当たり前ですが舞台は現実の世界となっています。主人公は雑誌編集部に勤めるしがないバイト青年で、ある日のこと殺人事件を目撃してしまうのです。 犯人は主人公の気配を感じてすぐに逃げましたが、被害者の男を介抱しようとすると、死に際にあるメモを手渡してこときれるという、まあ物語としてはありがちなスタートです。 物語の展開としては大きく3部に分かれていて、託されたメモの謎を解く少しミステリーっぽい雰囲気のプロローグ部分。メインの青函トンネルの中を探索する双方向システムの迷路。青函トンネルを脱出してからのスパイ映画のような逃亡劇という感じです。 青函トンネルの中だけ双方向システムで、そんな複雑ではないのですが、メンテナンス用の別通路や作業員用の枝道などがトンネル内にはあって、本当にちょっとした迷路になっていたのは驚きです。そういえば、実際に開通前のトンネルを見学した人が「迷路みたいでビックリした」とか書いていたのをネットで見たことあるな。大迷宮は流石にいいすぎだと思うけど。 私の最初のプレイではゲームのメインとなるはずの青函トンネル内で、何のイベントも経験しないうちに、あっさりトンネルを脱出してしまいました。するといきなり警備隊に襲われそうになったところを、謎めいた女に救助されてあれこれ説明され、事情が良く飲みこめないまま終盤の怒涛の展開に進んでしまって、えっ?えっ?と思っている間に準ベストエンディングまで到達してしまいました。 二度目のプレイでは、じっくり青函トンネル内を探索してみたのですが、CIAやKGBの工作員までトンネル内に潜んで登場してくるし、本当にここは日本の工事現場なのだろうかっていう感じです。トンエル内で出会うと問答無用でいきなり銃を発砲してくる作業員もなんだか怪しいのですが、とにかく作業員につかまるとゲームオーバーです。作者が一度だけ時間を戻してくれる救済処置がありますが、欲を言えば牢を脱出するとか、もっともらしい演出をつけて欲しかったな。 他にネタバレになるので内容は書きませんが、なんというかストーリーというか設定に無理がありすぎるような。いくら闇の政治力が働いていたとしても、開通前で世間に注目されている青函トンネルであんな秘密を隠蔽できるとは思えないけどなぁ。
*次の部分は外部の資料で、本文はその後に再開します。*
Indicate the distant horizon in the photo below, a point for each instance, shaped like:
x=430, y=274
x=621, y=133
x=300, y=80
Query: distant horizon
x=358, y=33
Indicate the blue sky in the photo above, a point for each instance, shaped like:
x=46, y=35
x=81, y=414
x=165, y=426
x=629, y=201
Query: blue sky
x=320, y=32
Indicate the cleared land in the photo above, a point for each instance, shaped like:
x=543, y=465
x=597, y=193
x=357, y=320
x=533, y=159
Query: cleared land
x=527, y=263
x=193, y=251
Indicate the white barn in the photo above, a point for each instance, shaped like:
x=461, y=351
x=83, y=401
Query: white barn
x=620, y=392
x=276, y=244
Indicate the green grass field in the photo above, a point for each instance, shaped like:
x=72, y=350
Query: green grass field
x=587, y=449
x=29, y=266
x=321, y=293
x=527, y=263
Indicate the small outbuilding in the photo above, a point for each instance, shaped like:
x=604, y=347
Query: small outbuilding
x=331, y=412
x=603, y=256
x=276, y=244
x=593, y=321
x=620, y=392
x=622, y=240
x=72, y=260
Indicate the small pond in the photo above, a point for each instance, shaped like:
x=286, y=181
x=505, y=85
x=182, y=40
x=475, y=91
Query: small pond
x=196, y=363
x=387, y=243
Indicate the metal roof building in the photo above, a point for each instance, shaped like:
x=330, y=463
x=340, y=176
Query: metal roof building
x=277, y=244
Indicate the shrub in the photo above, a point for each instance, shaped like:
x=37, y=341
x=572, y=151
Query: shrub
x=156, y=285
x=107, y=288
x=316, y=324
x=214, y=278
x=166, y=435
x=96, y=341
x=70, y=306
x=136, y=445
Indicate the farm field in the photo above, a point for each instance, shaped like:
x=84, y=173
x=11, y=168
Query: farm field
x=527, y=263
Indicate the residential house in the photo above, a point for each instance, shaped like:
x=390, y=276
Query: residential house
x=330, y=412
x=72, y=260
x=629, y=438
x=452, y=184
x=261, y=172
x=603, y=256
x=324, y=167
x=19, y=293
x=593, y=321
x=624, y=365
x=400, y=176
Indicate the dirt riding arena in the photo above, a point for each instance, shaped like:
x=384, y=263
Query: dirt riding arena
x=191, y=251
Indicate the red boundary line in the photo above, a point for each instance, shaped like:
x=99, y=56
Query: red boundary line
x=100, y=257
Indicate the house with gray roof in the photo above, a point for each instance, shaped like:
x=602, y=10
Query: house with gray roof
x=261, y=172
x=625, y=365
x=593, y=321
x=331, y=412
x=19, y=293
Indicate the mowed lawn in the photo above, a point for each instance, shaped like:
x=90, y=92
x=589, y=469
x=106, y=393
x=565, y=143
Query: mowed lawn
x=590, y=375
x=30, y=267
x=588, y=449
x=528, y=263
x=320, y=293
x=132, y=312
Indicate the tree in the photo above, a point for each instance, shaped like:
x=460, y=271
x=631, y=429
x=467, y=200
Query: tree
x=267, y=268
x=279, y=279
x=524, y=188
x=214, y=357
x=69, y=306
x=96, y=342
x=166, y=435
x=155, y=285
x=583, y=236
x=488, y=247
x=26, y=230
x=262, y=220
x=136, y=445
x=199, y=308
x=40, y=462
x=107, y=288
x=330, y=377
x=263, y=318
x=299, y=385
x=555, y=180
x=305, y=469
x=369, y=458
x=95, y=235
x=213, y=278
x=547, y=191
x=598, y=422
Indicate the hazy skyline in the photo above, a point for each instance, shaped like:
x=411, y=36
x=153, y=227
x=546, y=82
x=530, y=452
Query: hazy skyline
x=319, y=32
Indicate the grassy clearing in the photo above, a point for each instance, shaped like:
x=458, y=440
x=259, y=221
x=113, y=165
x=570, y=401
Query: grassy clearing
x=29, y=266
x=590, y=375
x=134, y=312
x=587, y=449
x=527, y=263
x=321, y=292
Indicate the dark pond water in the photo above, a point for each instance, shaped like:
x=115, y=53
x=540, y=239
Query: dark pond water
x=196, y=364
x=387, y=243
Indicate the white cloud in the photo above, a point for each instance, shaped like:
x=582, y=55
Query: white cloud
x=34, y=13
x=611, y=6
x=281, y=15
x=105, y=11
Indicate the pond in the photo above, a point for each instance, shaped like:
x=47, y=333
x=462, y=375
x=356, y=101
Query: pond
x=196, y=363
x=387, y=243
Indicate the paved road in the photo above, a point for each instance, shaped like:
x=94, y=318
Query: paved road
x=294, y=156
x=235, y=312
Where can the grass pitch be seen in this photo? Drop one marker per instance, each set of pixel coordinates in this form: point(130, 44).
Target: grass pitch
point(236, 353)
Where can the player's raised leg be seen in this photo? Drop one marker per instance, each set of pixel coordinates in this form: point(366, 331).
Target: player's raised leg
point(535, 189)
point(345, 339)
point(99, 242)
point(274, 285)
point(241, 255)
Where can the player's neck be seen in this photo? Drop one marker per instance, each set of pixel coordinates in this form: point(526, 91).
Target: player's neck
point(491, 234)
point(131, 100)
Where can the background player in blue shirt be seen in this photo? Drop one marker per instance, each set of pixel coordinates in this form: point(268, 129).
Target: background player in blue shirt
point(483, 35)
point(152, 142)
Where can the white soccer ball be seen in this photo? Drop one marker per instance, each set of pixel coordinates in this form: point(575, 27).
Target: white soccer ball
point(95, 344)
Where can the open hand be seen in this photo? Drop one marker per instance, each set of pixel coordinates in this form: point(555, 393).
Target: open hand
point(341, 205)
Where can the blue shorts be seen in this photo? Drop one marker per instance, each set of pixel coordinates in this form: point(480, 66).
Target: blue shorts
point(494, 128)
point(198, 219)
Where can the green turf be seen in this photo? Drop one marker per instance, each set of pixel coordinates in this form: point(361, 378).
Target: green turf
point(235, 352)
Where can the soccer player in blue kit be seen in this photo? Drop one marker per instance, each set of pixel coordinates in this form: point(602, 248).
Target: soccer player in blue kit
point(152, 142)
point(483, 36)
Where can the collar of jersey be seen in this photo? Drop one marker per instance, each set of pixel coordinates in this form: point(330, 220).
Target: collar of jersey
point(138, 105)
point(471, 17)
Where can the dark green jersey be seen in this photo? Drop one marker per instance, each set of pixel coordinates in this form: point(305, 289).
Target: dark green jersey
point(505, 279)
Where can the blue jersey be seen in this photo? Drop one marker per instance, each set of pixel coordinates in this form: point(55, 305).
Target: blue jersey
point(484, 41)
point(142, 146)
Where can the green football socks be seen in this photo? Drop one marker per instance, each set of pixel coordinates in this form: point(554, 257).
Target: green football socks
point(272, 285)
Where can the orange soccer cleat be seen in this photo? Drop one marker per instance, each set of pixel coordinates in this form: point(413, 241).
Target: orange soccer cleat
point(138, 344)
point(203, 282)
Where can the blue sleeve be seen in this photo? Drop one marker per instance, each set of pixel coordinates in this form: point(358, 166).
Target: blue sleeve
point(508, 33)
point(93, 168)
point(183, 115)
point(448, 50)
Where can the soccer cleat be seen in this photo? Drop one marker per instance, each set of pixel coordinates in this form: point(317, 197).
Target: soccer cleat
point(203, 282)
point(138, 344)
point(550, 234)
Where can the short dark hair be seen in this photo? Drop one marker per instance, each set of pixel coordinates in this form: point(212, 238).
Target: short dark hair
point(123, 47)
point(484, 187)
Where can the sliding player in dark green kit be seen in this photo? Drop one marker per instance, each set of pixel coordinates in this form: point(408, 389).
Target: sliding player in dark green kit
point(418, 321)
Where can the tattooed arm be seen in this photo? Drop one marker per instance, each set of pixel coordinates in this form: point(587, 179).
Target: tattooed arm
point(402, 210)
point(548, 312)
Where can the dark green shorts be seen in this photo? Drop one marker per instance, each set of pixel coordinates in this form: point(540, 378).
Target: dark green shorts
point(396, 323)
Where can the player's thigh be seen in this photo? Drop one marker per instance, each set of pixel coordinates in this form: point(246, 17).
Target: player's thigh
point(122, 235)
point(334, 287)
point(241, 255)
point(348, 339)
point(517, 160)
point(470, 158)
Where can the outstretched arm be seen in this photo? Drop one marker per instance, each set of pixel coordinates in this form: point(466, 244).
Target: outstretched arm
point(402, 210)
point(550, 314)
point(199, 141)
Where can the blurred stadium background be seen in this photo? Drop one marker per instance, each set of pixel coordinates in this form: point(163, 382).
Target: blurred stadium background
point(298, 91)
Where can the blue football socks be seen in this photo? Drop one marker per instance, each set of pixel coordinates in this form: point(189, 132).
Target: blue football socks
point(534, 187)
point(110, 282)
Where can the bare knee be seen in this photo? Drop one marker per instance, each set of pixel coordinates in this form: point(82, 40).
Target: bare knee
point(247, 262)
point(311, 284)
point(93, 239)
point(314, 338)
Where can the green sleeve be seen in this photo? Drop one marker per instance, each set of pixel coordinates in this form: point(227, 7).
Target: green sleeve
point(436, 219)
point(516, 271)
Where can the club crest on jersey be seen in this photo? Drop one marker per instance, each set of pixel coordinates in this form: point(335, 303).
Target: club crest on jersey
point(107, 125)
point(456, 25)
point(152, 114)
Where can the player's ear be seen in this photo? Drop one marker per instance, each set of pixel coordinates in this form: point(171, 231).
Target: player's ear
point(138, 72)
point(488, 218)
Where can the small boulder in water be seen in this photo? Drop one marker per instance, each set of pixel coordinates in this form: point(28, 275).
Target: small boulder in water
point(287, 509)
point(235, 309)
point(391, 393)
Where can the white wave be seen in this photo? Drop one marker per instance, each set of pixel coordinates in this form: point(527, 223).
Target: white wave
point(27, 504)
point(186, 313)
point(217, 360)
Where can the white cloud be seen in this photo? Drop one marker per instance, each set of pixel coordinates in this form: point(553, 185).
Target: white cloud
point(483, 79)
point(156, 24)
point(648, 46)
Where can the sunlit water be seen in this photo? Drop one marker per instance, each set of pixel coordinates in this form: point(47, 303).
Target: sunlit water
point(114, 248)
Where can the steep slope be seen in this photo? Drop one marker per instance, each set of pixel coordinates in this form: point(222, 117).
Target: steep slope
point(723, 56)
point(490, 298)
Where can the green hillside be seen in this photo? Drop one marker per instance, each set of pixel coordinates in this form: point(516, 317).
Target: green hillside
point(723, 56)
あとこのゲームのルールは所持品の管理くらいで簡単です。作者も後書きで書いているように電車内でも楽しめるでしょう。他に本書の特徴としてサイコロを使わないかわりに、独特の判定方法を採用しています。例えば、
君は男を殴り倒そうとした。成功の確率は5分の2。 ──→92へ ──→205へ ──→34へ ──→150へ ──→138へ
という感じで、何も書いていない選択肢でパラグラフが分岐しているのです。この例だと、2つと選択肢の先がすぐに合流して男を殴り倒すのに成功したパラグラフに移動するのです。もちろん残り3つもすぐに合流して、失敗した展開のパラグラフに進みます。 わかりやすいシステムですが、おかげでパラグラフ数がすんごく水増しされています。本書の総パラグラフ数は297ですが、実質的には200くらいの内容でしょう。 トンデモ系の設定が気にならなければ、あとはきわめて普通の作品。難易度は低く、割と簡単に読み終わると思います。読んでみるかどうかは、お好みでどうぞ。